20 000 professeurs et universitaires triés sur le volet ont été recrutés par le gouvernement pour rédiger cette encyclopédie nationale en ligne. Elle devrait être accessible dès 2018 alors que son pendant américain subit en partie la censure chinoise.

Pourquoi laisser aux autres ce que l’on peut faire soi-même ? Depuis 2011, la Chine s’atèle à la rédaction de son encyclopédie nationale, à même de concurrencer Wikipedia ou l’Encyclopædia Britannica, indique le journal hong-hongkongais South Chine Morning Post.

20 000 universitaires et chercheurs sont chargés de rédiger les quelque 300 000 entrées que comprendra ce « premier livre numérique sur ‘tout’ », et ce, dans plus de 100 disciplines. Soit d’une taille similaire à la version chinoise de Wikipedia, partiellement censurée en Chine, notamment les entrées telles que « Dalai Lama » ou « Xi Jinping », du nom du secrétaire général du parti communiste chinois.

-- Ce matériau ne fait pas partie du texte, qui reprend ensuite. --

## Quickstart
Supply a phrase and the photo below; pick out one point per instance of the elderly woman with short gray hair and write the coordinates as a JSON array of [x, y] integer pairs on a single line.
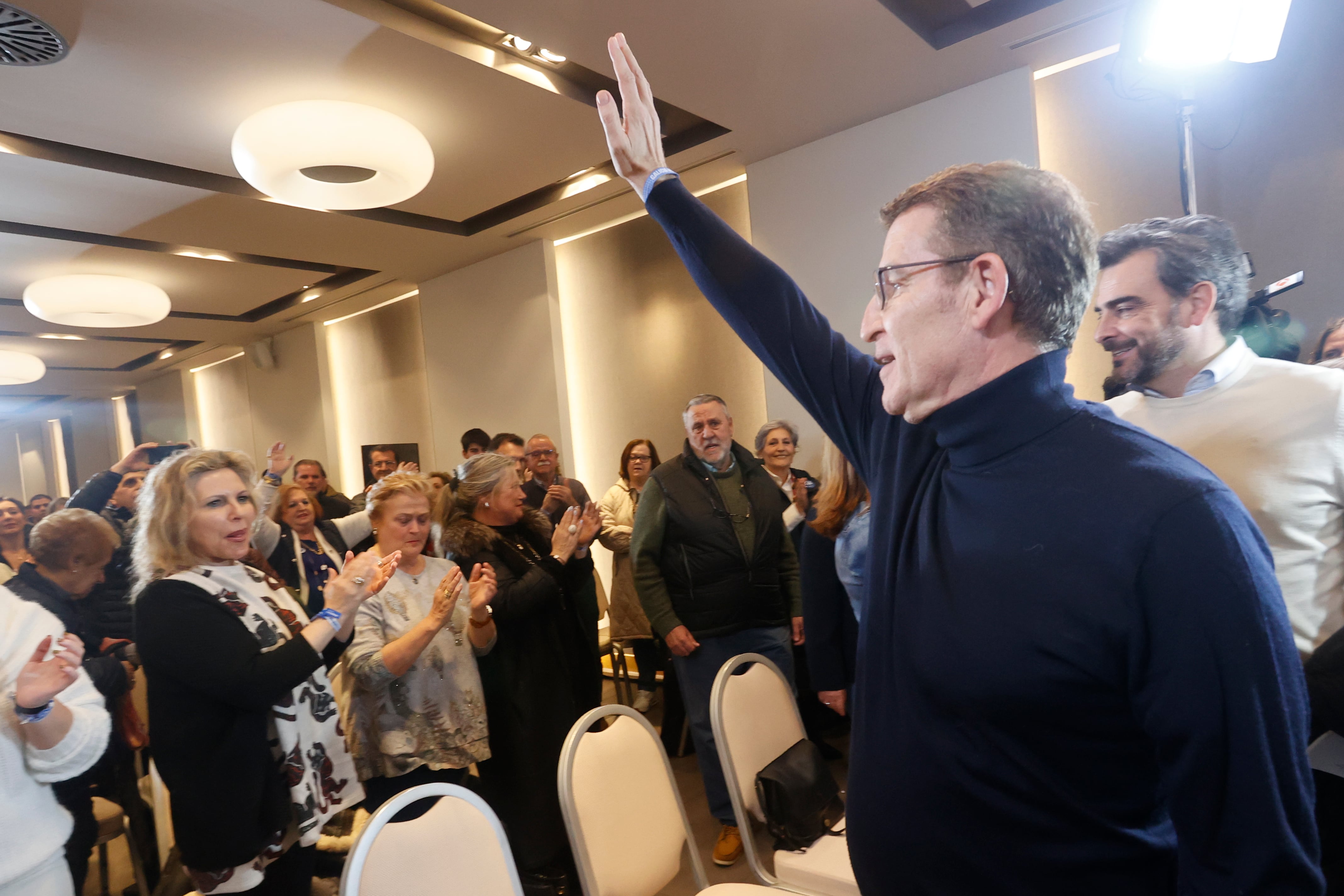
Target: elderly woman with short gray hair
[[777, 444], [253, 754], [545, 672]]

« La Grande Muraille de la Culture »

Le géant du web chinois Baidu et la société spécialisée dans les antivirus Qihu360 ont également lancé leur propre encyclopédie, toutefois moins fournie que l’encyclopédie collaborative.

« L’encyclopédie chinoise n’est pas un livre, mais une Grande Muraille de la culture », s’est félicité le rédacteur en chef du projet, Yang Muzhi, le 12 avril dernier lors d’une présentation au siège de l’Académie des sciences à Pékin.

Il a précisé que la Chine était sous la pression de la communauté internationale pour produire sa propre encyclopédie à même de « guider et orienter le public et la société ». Le nom du baptême du projet n’est pas s’en rappeler le Grand Firewall ,ou Grande Muraille numérique, c’est-à-dire le très sophistiqué système de censure en ligne de la Chine.

Entre censure et propagande

L’encyclopédie doit mettre en avant les derniers développements scientifiques et technologiques chinois.

Si de nombreuses entreprises étrangères sont présentes en Chine, les géants du web américains, Facebook, Google et YouTube, n’ont pas le droit de cité depuis 2009. Mais le réseau social numéro un dans le monde entend bien remettre les pieds en Chine, quitte à pratiquer lui-même une censure géographique.

Depuis juillet 2016, l’Empire du Milieu interdit d’ailleurs aux médias de puiser leurs informations sur les réseaux sociaux sans l’aval des autorités. Officiellement pour éviter la propagation de rumeurs et déformer les faits.